The “transcription start site” or “initiation site” is the position surrounding the first nucleotide that is part of the transcribed sequence, which is also defined as position +1. With respect to this site all other sequences of the gene and its controlling regions can be numbered. Downstream sequences (i.e., further protein encoding sequences in the 3′ direction) can be denominated positive, while upstream sequences (mostly of the controlling regions in the 5′ direction) are denominated negative.
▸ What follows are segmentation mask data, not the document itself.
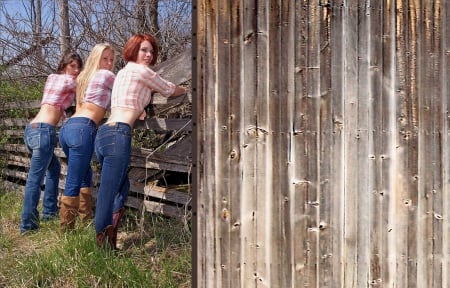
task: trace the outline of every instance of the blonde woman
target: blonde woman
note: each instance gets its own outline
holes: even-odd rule
[[[67,176],[60,200],[61,231],[72,230],[76,217],[92,218],[91,158],[97,127],[111,104],[115,51],[97,44],[77,78],[76,112],[63,124],[59,143],[67,156]]]

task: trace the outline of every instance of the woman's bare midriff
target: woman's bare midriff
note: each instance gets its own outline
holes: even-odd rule
[[[122,107],[114,107],[111,108],[111,115],[109,116],[106,123],[112,122],[122,122],[127,123],[130,127],[133,127],[134,121],[142,114],[142,111],[139,112],[137,110],[122,108]]]
[[[72,115],[74,117],[86,117],[95,122],[98,126],[98,123],[102,121],[103,117],[105,117],[106,109],[95,105],[89,102],[83,102],[81,105],[78,105],[76,108],[75,114]]]
[[[49,104],[42,104],[38,114],[33,118],[33,120],[31,120],[30,123],[47,123],[56,126],[62,115],[63,112],[59,107]]]

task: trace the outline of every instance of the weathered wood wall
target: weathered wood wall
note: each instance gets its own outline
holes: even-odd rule
[[[194,287],[450,287],[450,1],[193,1]]]
[[[155,67],[155,70],[164,78],[177,84],[190,81],[191,51],[185,51],[177,57],[161,63]],[[156,94],[152,98],[151,104],[154,107],[162,106],[166,110],[170,110],[168,108],[191,102],[190,94],[171,98]],[[0,176],[2,185],[7,189],[23,191],[30,165],[30,154],[23,142],[24,127],[34,117],[39,107],[40,101],[5,103],[0,107],[1,116],[10,114],[8,117],[1,117],[0,119],[0,135],[2,136],[0,137],[2,140],[0,159],[4,161]],[[16,113],[7,113],[8,110],[16,111]],[[19,113],[20,110],[22,110],[22,113]],[[23,115],[23,110],[28,115],[27,119],[14,117]],[[133,146],[128,172],[131,187],[126,206],[187,220],[190,218],[192,198],[190,184],[192,166],[190,132],[192,131],[192,121],[188,117],[189,115],[184,118],[165,116],[165,118],[150,117],[145,121],[137,121],[135,124],[134,133],[152,129],[162,133],[171,132],[172,136],[167,139],[169,141],[165,141],[160,147],[157,147],[160,149],[156,151],[153,150],[154,147],[142,146],[142,143],[135,143],[139,146]],[[62,192],[67,174],[67,160],[60,147],[55,149],[55,154],[61,162],[59,188]],[[96,198],[100,185],[101,169],[96,162],[95,155],[93,164],[92,188],[94,198]],[[170,182],[172,182],[172,185],[170,185]],[[178,185],[179,183],[185,184]]]

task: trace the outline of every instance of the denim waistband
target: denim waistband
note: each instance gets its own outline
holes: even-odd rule
[[[66,123],[77,123],[77,124],[86,124],[89,126],[92,126],[93,128],[97,128],[97,124],[95,122],[87,117],[71,117],[69,120],[67,120]]]
[[[128,123],[123,123],[123,122],[106,122],[105,124],[103,124],[103,126],[110,127],[110,128],[114,127],[116,129],[125,128],[125,129],[131,130],[131,126]]]
[[[29,126],[32,129],[37,129],[37,128],[53,128],[53,129],[56,129],[56,126],[53,126],[53,125],[48,124],[48,123],[43,123],[43,122],[28,123],[27,126]]]

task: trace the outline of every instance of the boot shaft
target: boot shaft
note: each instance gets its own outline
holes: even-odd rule
[[[92,189],[90,187],[82,187],[80,189],[80,206],[78,215],[81,223],[86,223],[93,218],[92,213]]]
[[[75,228],[75,220],[78,215],[80,196],[61,196],[59,207],[60,230],[65,232]]]

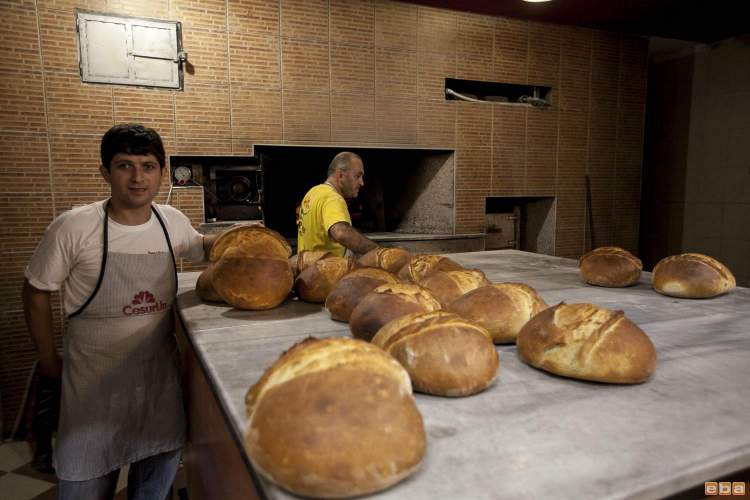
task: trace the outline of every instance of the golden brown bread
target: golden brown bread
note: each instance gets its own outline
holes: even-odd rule
[[[208,260],[215,262],[229,248],[235,248],[244,257],[288,259],[292,247],[273,229],[263,226],[235,226],[221,233],[211,246]]]
[[[380,328],[399,316],[440,309],[440,302],[419,285],[380,285],[357,304],[349,317],[349,329],[358,339],[370,340]]]
[[[360,266],[379,267],[386,271],[397,273],[411,258],[411,254],[403,248],[377,247],[359,258]]]
[[[415,391],[438,396],[483,391],[499,367],[489,332],[444,311],[396,318],[378,330],[372,343],[406,368]]]
[[[641,260],[620,247],[599,247],[578,259],[586,283],[623,287],[638,283],[643,270]]]
[[[333,286],[354,265],[351,257],[334,256],[316,260],[299,273],[294,282],[294,290],[305,302],[323,303]]]
[[[651,283],[661,294],[689,299],[715,297],[737,286],[724,264],[700,253],[663,258],[654,266]]]
[[[228,304],[239,309],[271,309],[292,290],[292,268],[286,257],[248,258],[230,247],[214,264],[214,289]]]
[[[498,283],[468,292],[451,302],[447,310],[483,326],[493,342],[503,344],[515,342],[523,325],[547,307],[528,285]]]
[[[583,380],[635,384],[656,368],[651,339],[622,311],[594,304],[558,304],[518,334],[518,354],[532,366]]]
[[[316,261],[327,259],[328,257],[338,257],[328,250],[302,250],[297,254],[297,274],[301,273]]]
[[[394,283],[398,283],[398,278],[385,269],[355,269],[333,285],[331,293],[326,297],[326,309],[331,313],[331,318],[348,322],[352,310],[365,295],[380,285]]]
[[[408,374],[360,340],[296,344],[245,401],[248,456],[263,476],[297,495],[374,493],[410,475],[424,457],[424,424]]]
[[[214,279],[214,264],[211,263],[206,269],[198,276],[198,281],[195,283],[195,293],[198,294],[201,300],[207,300],[210,302],[223,302],[219,292],[216,291],[213,284]]]
[[[432,293],[444,309],[465,293],[489,284],[490,281],[479,269],[435,271],[419,282],[420,286]]]
[[[457,262],[442,255],[416,255],[398,272],[402,281],[419,283],[435,271],[458,271],[463,269]]]

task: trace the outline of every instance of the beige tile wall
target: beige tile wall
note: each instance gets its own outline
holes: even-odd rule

“Operably-linked” or “functionally linked” refers preferably to the association of nucleic acid sequences on a single nucleic acid fragment so that the function of one is affected by the other. For example, a regulatory DNA sequence is said to be “operably linked to” or “associated with” a DNA sequence that codes for an RNA or a polypeptide if the two sequences are situated such that the regulatory DNA sequence affects expression of the coding DNA sequence (i.e., that the coding sequence or functional RNA is under the transcriptional control of the promoter). Coding sequences can be operably-linked to regulatory sequences in sense or antisense orientation. The two nucleic acid molecules may be part of a single contiguous nucleic acid molecule and may be adjacent. For example, a promoter is operably linked to a gene of interest if the promoter regulates or mediates transcription of the gene of interest in a cell.